Metrics-generator in Grafana Cloud Traces
The Tempo metrics-generator can derive metrics from traces as they are ingested. When used in Grafana Cloud, the metrics-generator writes metrics directly to the hosted Prometheus instance in the same stack.
For more information about the metrics-generator and the metrics it creates, refer to the metrics-generator documentation.
Note
The metrics-generator is in active development. Currently, in very rare cases, data available for TraceQL search is not recorded in span or service graph metrics. Tempo is making architectural changes to promote span, service graph, and TraceQL metrics to have the same durability guarantees as TraceQL search. We look forward to rolling this out as soon as possible!
Enable metrics-generator
Metrics-generation is disabled by default. You can enable it for use with Application Observability defaults in Application Observability, or contact Grafana Support to enable metrics-generation for your organization with custom settings.

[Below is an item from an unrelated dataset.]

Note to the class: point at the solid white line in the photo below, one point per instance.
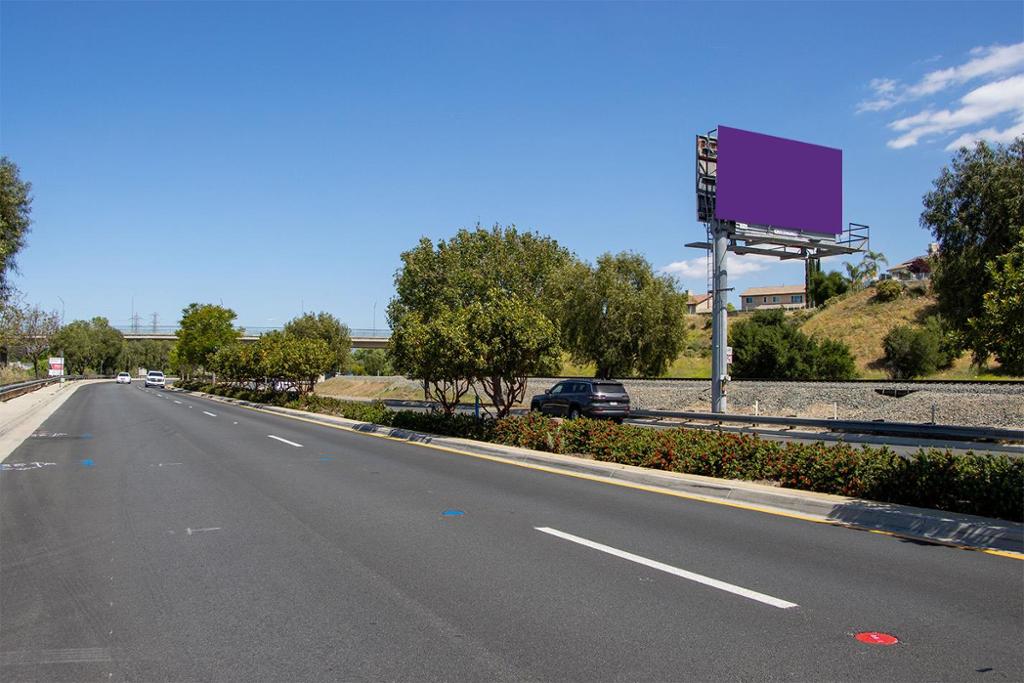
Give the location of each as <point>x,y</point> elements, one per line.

Enabling metrics-generator using Application Observability has limitations.
By default, Application Observability configures the metrics-generator to only generate metrics for the SERVER
and CONSUMER
span kinds.
Application Observability can be further configured to also generate metrics for CLIENT
and PRODUCER
span kinds, refer to Include web applications and mobile devices for more details.
If you need to generate span metrics for the INTERNAL
span kind, contact Support.
Constraints and good to know
- The active series sent to the hosted Prometheus instance is billed like regular metrics.
- Metrics can only be sent to a hosted Prometheus instance in the same region.
- If traces are down-sampled before reaching Tempo, the metrics will be lower than reality.
- All generated metrics are aggregated by default.
Aggregated metrics
Grafana Cloud uses Adaptive Metrics to aggregate away operational labels added by the open source Tempo metrics-generator. This reduces the number of time series produced by the metrics-generator, and therefore reduces the cost of enabling metrics generation for Grafana Cloud users.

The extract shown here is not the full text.